China's 15th Five-Year Plan has designated the "low-altitude economy" as a priority sector, and Evonik is positioning itself aggressively around eVTOL (electric Vertical Take-Off and Landing) aircraft.

The star material is ROHACELL® PMI foam — a closed-cell structural foam that, by strength-to-weight ratio, outperforms steel. It has been used in aerospace applications for over three decades, which matters: eVTOL manufacturers do not have time to qualify unproven materials. A 30-year airworthiness track record is a decisive commercial advantage.

Complementing this, Evonik presented VESTAMID® L PA12 (grade LX9012) for thermal management systems in low-altitude aircraft — battery cooling lines, power busbars, and high-temperature fluid circuits. The same PA12 family is already embedded in China's EV thermal management supply chain, giving Evonik a natural technology bridge from ground vehicles to air vehicles.

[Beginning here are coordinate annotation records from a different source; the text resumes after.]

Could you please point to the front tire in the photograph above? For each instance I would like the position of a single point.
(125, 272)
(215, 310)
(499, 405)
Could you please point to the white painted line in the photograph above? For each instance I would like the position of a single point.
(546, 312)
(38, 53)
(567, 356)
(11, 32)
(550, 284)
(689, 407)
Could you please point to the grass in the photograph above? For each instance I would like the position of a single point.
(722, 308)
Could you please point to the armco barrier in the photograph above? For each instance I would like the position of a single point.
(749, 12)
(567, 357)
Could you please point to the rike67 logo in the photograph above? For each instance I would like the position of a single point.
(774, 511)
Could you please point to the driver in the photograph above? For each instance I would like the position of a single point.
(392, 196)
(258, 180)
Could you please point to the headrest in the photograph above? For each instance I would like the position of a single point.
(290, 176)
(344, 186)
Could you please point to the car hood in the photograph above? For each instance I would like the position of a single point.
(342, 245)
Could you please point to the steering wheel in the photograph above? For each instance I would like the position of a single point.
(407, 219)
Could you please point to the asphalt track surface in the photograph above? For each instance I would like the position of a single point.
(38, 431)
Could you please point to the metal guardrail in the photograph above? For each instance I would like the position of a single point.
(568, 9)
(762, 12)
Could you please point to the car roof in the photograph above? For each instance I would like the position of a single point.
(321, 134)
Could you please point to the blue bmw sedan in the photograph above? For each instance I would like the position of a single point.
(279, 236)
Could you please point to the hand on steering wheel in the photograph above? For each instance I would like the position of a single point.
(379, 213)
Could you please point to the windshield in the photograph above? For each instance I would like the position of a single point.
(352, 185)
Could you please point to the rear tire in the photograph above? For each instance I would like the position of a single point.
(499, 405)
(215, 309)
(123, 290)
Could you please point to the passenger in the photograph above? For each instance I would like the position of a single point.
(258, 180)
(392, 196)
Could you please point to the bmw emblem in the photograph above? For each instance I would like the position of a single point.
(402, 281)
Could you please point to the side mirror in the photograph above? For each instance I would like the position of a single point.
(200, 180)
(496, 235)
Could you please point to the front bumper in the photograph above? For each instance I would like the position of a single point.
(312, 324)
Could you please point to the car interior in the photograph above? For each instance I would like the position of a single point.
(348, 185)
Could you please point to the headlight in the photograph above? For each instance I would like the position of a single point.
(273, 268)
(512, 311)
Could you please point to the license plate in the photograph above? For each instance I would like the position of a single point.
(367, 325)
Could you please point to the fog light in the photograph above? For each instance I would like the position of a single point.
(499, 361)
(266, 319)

Chambroad is playing a parallel game from the material side. Its subsidiary Ju Fang New Materials unveiled two aramid innovations targeting the same sector: para-aramid nanofibers with a 400°C membrane rupture temperature (for battery separators), and ultra-thin para-aramid paper that reduces weight by more than 20% compared to traditional meta-aramid — specifically aimed at eVTOL structural protection, rail transit, and aerospace.

For international buyers, the read is simple: the materials layer of the global eVTOL supply chain is consolidating in Asia faster than most procurement teams realize.

 

 

New Battleground #2: The Full Hydrogen Value Chain

If low-altitude economy is the flashier story, hydrogen is the more consequential one. Evonik presented a rare full-stack solution covering all three phases of the hydrogen economy:

Stage Evonik Solution Performance Claim
Production DURAION® anion exchange membranes Enables efficient green hydrogen electrolysis
Purification SEPURAN® Noble gas separation membranes Hydrogen recovery rate of over 90%
Transport VESTAMID® NRG PA12 Purpose-engineered for hydrogen pipeline integrity

The 90%+ hydrogen recovery figure is worth pausing on. Hydrogen losses during purification and transport are one of the hidden economics problems of the hydrogen transition — every percentage point of recovery changes the LCOH (levelized cost of hydrogen) math. A membrane solution at this performance level, produced at commercial scale, is not a pilot-stage technology.

Chambroad, meanwhile, is approaching the same energy-transition theme from the circular economy angle: its bio-based itaconic ester rubber, made from corn cobs, straw, and end-of-life tires, claims 1.4 tons of CO₂ reduction per ton of product, and is already deployed in tire, footwear, wind energy, and lithium battery applications.

 

What This Means for International Buyers

Three takeaways international procurement teams should carry out of CHINAPLAS 2026:

1. The "Asia = commodity, Europe = specialty" heuristic is obsolete. Long-chain PA12, PMI foam, PEEK, para-aramid nanofibers — these are all being produced at scale in China in 2026. Treating Asian suppliers as interchangeable commodity sources will lead to missed opportunities at the specialty end.

2. Application-specific sourcing is replacing category-based sourcing. Both Chambroad and Evonik are organizing their 2026 commercial stories around end applications — eVTOL structures, battery separators, hydrogen infrastructure — rather than polymer categories. Buyers who still source by resin type will miss the specialty grades that are now being co-developed with downstream OEMs.